Vendor professionals frequently provide a variety of services on behalf of community associations and individual homeowners. Under California’s Constitution, unpaid vendors possess a legal right to lien the property upon which they work for the value of their rendered services or furnished material.
AB 534 (Gallagher), effective January 1, 2018, seeks to clarify how mechanic’s liens are to be used in common interest developments by amending Civil Code Section 4615 and by adding new Civil Code sections.
Under existing law, if a vendor intends to preserve the ability to impose a mechanic’s lien at a later time for work performed at a property, then such entity must first secure advance authorization from the property owner.
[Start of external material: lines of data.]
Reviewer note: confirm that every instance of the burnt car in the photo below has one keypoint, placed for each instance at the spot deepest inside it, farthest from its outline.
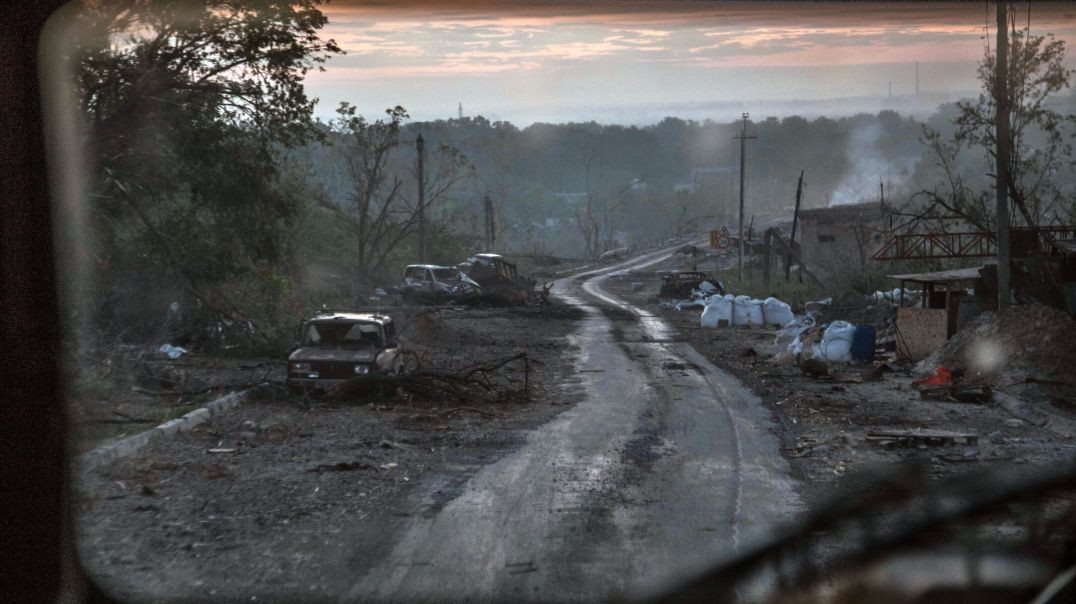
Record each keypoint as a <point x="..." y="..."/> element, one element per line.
<point x="499" y="279"/>
<point x="681" y="283"/>
<point x="337" y="346"/>
<point x="426" y="282"/>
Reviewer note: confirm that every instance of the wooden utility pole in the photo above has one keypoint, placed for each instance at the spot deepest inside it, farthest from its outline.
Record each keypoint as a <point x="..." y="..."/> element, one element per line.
<point x="795" y="219"/>
<point x="1002" y="136"/>
<point x="420" y="146"/>
<point x="491" y="226"/>
<point x="742" y="138"/>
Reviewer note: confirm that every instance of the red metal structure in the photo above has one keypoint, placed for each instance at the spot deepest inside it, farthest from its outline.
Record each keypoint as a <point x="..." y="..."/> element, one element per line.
<point x="1025" y="240"/>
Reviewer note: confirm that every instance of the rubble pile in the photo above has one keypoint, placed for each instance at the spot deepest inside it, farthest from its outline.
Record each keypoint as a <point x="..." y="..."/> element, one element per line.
<point x="1020" y="345"/>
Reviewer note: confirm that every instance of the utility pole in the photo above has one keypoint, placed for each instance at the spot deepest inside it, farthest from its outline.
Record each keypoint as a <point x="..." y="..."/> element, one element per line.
<point x="742" y="138"/>
<point x="420" y="146"/>
<point x="1002" y="136"/>
<point x="795" y="219"/>
<point x="491" y="226"/>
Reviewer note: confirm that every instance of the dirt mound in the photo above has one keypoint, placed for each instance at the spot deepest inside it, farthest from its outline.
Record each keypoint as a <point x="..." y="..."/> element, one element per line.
<point x="1019" y="345"/>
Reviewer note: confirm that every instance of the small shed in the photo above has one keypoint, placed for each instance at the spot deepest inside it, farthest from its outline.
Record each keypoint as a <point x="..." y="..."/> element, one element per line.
<point x="945" y="306"/>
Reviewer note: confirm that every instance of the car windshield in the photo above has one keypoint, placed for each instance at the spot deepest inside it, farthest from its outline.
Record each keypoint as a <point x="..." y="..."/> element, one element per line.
<point x="342" y="335"/>
<point x="444" y="274"/>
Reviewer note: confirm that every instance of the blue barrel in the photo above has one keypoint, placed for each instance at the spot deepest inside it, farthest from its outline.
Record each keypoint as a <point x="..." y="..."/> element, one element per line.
<point x="863" y="339"/>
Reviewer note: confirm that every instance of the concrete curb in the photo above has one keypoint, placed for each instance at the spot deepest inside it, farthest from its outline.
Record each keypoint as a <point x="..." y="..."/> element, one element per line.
<point x="118" y="449"/>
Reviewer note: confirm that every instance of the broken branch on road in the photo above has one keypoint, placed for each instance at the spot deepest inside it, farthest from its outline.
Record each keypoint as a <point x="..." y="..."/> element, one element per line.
<point x="489" y="381"/>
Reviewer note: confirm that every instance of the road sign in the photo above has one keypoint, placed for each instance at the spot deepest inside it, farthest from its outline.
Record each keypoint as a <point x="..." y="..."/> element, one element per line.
<point x="721" y="239"/>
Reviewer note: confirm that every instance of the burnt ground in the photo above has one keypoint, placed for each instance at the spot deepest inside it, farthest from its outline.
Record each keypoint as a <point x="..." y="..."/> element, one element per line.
<point x="824" y="423"/>
<point x="250" y="496"/>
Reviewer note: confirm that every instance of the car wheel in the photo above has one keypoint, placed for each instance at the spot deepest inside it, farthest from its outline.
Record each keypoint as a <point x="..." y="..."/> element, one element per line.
<point x="385" y="390"/>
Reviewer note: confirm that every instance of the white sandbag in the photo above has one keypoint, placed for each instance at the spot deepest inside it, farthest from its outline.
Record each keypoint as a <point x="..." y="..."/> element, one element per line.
<point x="776" y="312"/>
<point x="709" y="318"/>
<point x="741" y="310"/>
<point x="836" y="345"/>
<point x="718" y="308"/>
<point x="755" y="313"/>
Similarly, under existing law, a vendor seeking to enforce its claim to payment by way of a mechanic’s lien must notify the owner of the property which will be subject to a lien.
In the context of community associations, ownership of common area property can take a variety of forms: that property can be owned by the association, or it can be owned by all of the homeowners jointly, as tenants in common. As such, the vendor is often burdened by the obligation to identify the legal owner of the common area property when attempting to obtain that advance authorization and when seeking to provide legal notice of an impending lien.
AB 534 circumvents the challenges associated with identifying property ownership by imputing association authorization for a common area improvement to all members, and by making the association the agent for the members for purposes of receiving notices and claims during the lien enforcement process.